Hardware Specifications
Detailed hardware specifications of the Prometheus cluster
Categories:
Cluster Overview
The Prometheus cluster features a modern architecture optimized for deep learning workloads with high-performance GPUs, abundant memory, and fast storage systems.
Head Node
Management and login node for the cluster
Hardware Configuration
- Chassis: GIGABYTE R182-Z90-00
- Motherboard: GIGABYTE MZ92-FS0-00
- CPU: 2× AMD EPYC 7313 (16 cores/32 threads each)
- Total CPU Cores: 32 cores / 64 threads
- RAM: 16× 32GB Samsung M393A4K40EB3-CWE
- Total RAM: 512GB DDR4
- Storage: 2× 1.92TB Intel SSDSC2KB019T8 SSD
- File System:
/trinity/home(400GB allocated)
Purpose
- SSH login and job submission
- File management and transfers
- SLURM job scheduling
- Not for compute workloads
Compute Nodes
GPU Nodes gpu[01-08] (8 nodes)
Primary compute nodes with NVIDIA A5000 GPUs
Hardware Configuration
- Chassis: Supermicro AS-4124GS-TNR
- Motherboard: Supermicro H12DSG-O-CPU
- CPU: 2× AMD EPYC 7313 (16 cores/32 threads each)
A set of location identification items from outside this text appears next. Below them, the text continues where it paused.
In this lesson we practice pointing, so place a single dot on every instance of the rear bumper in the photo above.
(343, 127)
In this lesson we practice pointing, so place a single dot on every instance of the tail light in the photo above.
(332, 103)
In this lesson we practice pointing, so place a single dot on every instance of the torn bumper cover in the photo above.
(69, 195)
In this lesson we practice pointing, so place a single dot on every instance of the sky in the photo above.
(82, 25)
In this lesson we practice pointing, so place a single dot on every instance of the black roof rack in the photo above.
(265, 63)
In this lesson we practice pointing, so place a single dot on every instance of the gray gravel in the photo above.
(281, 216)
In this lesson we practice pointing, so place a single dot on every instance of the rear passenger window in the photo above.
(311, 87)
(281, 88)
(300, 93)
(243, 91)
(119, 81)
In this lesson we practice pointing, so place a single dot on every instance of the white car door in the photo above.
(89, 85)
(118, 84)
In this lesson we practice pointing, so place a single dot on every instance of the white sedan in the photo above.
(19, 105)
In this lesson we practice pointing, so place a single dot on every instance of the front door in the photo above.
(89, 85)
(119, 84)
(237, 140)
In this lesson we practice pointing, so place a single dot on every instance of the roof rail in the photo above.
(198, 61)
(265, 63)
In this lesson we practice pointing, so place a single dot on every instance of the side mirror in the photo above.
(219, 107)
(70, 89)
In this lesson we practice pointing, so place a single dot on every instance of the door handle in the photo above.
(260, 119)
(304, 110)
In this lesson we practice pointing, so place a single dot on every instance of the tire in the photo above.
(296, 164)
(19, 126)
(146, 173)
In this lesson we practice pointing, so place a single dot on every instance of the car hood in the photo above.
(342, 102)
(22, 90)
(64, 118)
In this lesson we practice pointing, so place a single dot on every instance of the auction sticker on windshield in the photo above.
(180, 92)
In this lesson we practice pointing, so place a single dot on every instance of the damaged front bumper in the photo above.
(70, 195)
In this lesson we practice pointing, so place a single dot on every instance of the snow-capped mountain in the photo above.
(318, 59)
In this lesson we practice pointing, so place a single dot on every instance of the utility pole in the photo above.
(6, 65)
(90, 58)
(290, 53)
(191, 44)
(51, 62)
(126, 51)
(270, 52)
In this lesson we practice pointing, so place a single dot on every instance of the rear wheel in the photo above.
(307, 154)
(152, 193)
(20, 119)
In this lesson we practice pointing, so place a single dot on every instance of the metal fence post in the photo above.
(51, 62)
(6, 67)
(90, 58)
- Total CPU Cores: 32 cores / 64 threads per node
- RAM: 16× 32GB SK Hynix HMAA4GR7AJR8N-XN
- Total RAM: 512GB DDR4 per node
- Local Storage: 1× 1TB Samsung SSD 980 NVMe
GPU Specifications
- GPU Model: NVIDIA A5000
- GPU Count: 8 GPUs per node (64 total across all nodes)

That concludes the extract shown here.